Figure  1A visualizes daily downloads of the R package ggplot2 from January 01, 2015 to July 14, 2021. Values on the plot are log2-values of the ratio between daily downloads and average downloads of the corresponding year. In Figure  1A, the ‘angle’ method was used to map data and each loop of the spiral corresponds to 52 weeks. In this way, the same calendar weeks of different years can be correctly aligned and compared. Figure  1A clearly illustrates that there are fewer downloads during weekends and vacation times, e.g. end of December, beginning of January and summer vacations (i.e. July and August). For time series data, spiralize automatically calculates the start and end angles on the spiral to make the positions of the two corresponding time points in the loop reflect its proportion in the corresponding period. (Note the position of the end angle in Fig.  1A.)

Figure  1B visualizes a subtype classification of central nervous system tumors (Capper et al., 2018). The dataset contains 14 different tumor types that are classified into 91 subtypes based on DNA methylation from 2801 samples. On the spiral, all subtypes can be easily distinguished and the relative fractions of subtypes in the cohort can be visually identified by the widths of corresponding bars. These details are difficult to reveal by traditional visualization methods.
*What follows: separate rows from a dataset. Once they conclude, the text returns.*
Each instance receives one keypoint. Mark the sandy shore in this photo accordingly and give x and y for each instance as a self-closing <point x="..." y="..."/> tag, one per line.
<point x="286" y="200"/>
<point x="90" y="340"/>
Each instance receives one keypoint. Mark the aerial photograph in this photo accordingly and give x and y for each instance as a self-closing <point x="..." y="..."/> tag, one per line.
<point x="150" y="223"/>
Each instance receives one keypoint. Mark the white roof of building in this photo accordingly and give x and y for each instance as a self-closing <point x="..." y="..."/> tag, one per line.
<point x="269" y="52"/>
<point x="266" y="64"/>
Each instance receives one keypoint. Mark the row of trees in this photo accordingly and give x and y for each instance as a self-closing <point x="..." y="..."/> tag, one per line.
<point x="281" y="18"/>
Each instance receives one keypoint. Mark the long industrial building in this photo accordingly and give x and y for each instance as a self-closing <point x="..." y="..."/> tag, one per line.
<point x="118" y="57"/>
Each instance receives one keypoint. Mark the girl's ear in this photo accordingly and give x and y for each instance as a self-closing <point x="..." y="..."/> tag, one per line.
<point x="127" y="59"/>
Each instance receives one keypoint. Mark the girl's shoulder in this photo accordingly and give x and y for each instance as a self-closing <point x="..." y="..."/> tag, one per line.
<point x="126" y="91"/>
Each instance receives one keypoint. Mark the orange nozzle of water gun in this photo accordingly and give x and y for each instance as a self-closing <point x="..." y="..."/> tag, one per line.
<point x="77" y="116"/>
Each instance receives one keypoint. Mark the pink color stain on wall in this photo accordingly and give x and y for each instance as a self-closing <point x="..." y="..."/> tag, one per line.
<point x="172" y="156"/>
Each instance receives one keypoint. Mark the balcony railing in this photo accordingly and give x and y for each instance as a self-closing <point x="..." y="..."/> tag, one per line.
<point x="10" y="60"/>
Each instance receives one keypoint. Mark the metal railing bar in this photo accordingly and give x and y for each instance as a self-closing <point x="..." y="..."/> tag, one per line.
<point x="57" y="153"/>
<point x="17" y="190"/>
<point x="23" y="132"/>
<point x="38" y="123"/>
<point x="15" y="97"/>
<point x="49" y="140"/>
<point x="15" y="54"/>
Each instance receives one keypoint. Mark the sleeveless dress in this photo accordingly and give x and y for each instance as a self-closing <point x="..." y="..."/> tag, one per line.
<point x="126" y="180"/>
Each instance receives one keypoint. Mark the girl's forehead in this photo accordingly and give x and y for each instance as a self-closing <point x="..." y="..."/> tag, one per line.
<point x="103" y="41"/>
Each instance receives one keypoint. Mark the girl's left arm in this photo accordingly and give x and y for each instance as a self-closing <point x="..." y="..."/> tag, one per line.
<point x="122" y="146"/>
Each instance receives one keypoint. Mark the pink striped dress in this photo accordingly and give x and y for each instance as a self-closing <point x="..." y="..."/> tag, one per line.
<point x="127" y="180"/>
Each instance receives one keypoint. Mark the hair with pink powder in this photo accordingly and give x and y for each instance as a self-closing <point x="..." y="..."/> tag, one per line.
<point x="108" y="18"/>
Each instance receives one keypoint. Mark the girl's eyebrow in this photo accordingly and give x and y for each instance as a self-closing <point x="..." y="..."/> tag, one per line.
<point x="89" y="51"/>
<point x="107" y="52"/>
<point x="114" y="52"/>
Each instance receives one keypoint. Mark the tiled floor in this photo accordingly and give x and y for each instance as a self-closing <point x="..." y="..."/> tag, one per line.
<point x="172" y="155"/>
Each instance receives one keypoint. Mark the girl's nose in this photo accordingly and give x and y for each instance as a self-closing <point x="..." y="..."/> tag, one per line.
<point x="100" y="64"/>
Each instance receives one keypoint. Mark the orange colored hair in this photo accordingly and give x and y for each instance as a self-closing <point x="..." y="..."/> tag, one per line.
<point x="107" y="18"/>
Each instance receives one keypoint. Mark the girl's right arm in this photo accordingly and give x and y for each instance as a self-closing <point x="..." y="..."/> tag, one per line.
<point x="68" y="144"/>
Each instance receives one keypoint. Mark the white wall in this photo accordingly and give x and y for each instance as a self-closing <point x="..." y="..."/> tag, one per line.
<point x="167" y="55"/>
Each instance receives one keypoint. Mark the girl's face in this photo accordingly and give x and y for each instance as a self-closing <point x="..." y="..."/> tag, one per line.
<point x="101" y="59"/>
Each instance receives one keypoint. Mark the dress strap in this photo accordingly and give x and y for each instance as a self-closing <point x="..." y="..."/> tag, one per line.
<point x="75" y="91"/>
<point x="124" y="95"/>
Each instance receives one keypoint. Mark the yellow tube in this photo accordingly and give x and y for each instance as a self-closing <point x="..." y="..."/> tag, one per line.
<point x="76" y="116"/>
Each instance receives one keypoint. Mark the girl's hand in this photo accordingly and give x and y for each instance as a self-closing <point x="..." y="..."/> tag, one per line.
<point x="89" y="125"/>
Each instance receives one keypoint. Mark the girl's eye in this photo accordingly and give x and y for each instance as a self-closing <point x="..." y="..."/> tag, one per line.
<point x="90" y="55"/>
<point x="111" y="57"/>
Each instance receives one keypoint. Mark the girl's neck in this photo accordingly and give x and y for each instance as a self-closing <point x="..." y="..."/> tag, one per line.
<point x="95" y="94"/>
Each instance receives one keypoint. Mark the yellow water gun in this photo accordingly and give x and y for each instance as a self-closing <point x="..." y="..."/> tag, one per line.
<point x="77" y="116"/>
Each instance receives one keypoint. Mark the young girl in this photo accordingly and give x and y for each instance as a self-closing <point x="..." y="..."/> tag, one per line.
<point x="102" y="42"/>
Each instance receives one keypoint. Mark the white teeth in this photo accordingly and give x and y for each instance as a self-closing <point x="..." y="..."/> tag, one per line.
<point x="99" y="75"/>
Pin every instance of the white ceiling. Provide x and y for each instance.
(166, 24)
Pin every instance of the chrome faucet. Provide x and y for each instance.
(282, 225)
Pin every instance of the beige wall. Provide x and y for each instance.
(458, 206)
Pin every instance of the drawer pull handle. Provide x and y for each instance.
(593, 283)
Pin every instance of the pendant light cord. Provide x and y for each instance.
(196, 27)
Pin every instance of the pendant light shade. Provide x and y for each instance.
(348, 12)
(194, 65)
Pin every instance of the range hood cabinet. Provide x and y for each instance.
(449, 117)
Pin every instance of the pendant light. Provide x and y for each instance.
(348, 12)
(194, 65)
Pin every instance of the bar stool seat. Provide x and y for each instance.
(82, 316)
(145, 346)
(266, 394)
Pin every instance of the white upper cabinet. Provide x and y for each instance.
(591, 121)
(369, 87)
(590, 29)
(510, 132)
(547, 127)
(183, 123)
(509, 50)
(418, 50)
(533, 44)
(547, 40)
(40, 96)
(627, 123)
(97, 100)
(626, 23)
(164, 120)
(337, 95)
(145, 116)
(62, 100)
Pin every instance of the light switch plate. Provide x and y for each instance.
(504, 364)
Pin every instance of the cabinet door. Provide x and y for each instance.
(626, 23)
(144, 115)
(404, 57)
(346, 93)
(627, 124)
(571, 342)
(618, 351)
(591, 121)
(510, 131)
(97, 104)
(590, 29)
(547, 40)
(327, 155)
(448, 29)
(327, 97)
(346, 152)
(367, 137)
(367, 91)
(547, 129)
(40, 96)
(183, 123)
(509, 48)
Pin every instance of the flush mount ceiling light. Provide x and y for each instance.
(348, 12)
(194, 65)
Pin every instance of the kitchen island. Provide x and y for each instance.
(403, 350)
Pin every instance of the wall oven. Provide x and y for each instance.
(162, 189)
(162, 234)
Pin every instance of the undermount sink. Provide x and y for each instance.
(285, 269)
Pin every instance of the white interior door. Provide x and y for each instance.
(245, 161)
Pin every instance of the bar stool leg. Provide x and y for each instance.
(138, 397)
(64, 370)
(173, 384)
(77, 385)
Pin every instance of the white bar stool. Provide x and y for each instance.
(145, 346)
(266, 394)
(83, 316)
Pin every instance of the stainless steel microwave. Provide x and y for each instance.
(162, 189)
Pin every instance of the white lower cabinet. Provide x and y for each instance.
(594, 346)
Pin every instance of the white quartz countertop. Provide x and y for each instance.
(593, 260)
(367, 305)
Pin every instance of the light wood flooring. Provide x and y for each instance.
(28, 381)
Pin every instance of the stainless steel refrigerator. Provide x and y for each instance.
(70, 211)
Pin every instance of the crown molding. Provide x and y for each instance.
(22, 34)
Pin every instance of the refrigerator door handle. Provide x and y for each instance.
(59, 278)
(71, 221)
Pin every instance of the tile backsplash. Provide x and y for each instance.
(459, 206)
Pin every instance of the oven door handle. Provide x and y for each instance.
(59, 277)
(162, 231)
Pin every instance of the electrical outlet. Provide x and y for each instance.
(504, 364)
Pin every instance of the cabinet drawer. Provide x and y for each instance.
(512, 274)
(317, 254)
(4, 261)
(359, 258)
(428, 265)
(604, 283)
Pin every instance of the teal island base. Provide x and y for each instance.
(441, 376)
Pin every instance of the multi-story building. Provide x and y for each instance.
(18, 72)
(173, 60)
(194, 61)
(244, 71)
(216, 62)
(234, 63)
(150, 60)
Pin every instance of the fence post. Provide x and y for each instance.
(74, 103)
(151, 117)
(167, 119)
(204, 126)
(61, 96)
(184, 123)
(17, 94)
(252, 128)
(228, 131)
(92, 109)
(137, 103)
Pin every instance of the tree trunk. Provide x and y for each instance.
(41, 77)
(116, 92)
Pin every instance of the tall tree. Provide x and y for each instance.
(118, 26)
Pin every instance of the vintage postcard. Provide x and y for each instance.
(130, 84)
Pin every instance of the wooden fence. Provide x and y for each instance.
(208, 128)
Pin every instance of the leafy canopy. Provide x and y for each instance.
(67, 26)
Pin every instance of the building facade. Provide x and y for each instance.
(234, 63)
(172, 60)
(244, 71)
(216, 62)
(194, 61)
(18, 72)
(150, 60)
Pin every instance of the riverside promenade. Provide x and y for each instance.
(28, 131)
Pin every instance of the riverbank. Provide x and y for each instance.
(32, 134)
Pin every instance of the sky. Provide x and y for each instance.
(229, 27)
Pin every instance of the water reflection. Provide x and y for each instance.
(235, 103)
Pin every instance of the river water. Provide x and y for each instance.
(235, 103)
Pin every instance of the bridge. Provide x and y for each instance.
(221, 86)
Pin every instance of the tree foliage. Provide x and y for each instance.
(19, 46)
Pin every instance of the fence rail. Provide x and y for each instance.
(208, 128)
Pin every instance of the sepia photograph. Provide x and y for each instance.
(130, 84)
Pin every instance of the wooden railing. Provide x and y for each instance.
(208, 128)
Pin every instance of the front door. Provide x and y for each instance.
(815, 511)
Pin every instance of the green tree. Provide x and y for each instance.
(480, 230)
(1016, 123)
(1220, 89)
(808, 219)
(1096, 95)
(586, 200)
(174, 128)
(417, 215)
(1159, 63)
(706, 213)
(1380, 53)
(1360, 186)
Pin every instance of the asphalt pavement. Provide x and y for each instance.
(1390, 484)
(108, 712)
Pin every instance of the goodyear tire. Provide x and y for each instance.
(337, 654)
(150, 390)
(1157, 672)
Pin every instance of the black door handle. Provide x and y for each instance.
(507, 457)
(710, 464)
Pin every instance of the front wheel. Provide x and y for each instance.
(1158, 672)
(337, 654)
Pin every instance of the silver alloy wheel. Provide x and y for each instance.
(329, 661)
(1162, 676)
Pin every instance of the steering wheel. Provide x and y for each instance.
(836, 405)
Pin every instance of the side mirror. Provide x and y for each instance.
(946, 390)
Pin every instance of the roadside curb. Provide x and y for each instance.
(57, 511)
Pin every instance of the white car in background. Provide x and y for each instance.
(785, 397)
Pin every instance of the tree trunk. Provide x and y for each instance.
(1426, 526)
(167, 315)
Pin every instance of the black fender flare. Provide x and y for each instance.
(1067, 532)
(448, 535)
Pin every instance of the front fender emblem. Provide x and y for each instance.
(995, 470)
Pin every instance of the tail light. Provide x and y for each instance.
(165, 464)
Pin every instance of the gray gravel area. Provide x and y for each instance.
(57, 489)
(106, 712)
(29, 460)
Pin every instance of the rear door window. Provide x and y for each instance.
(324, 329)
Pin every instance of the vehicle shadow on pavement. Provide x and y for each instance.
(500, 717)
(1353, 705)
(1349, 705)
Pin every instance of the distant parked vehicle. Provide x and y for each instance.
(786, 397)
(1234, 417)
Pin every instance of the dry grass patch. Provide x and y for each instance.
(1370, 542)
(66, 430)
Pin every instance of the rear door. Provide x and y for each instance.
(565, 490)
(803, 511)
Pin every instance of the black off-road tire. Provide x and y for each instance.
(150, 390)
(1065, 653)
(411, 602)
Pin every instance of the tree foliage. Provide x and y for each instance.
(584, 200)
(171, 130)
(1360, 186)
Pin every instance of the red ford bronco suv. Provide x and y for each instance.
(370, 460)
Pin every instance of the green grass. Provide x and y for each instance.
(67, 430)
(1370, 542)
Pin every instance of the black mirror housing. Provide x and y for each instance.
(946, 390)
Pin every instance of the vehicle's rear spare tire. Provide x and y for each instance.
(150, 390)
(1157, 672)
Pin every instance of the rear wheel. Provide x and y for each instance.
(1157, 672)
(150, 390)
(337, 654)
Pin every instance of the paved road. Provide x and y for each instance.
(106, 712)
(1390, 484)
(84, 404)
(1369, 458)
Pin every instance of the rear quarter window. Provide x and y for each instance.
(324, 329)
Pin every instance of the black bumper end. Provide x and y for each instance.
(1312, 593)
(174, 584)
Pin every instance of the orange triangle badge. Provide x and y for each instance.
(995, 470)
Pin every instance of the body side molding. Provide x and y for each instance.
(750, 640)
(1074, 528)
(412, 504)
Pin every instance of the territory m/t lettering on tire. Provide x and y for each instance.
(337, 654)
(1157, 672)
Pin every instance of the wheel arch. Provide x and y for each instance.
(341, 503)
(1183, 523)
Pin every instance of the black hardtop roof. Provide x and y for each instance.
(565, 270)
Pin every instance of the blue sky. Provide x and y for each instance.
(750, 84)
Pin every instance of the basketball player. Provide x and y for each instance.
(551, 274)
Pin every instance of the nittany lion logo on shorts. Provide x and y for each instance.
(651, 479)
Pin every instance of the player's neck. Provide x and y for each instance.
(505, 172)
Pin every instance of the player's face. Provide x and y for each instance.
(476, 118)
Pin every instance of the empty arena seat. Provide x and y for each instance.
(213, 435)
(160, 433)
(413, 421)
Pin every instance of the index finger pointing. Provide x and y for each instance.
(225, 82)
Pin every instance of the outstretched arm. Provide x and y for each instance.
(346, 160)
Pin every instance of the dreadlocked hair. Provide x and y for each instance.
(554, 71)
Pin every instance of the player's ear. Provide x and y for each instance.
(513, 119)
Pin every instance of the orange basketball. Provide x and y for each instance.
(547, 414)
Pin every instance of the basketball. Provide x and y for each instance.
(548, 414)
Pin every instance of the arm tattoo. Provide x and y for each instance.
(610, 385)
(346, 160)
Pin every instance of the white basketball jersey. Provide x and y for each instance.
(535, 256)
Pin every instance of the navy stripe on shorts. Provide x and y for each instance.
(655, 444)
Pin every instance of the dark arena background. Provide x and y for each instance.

Figure  1C visualizes DNA methylation and signals of four histone modifications along the gene BCAT2 in human lung tissue, which covers a genomic range of around 18 kb where BCAT2 is extended by 1 kb both 5ʹ and 3ʹ. The data were obtained from the GEO database with accession ID GSE16256 (Bernstein et al., 2010). The plot clearly illustrates the correspondence between various epigenomics signals. The resolution can reach almost 10 base pairs per pixel in a figure with size 7 × 7 inches.

Figure  1D visualizes a phylogenetic tree of 3738 mammal species (Hedges et al., 2015). The tree was cut into 26 branches and each branch was assigned a different color. On the y-axis, the heights of nodes in the tree which correspond to the evolutionary distances were log10-transformed. In the vignette of the spiralize package, we reimplemented the complete phylogenetic tree from Hedges et al. (2015) which contains 50 455 species.

Figure  1E visualizes pairwise alignment of coding sequences (CDS) of the gene TP53 between human and its mouse homologue. The alignment was obtained by blast. Due to the space of the plot in Figure  1E, only the first 500 base pairs are shown. The full set of 1194 base pairs of the alignment can be found in the vignette of the spiralize package.

Funding

This work was supported by the NCT Molecular Precision Oncology Program.

Conflict of Interest: none declared.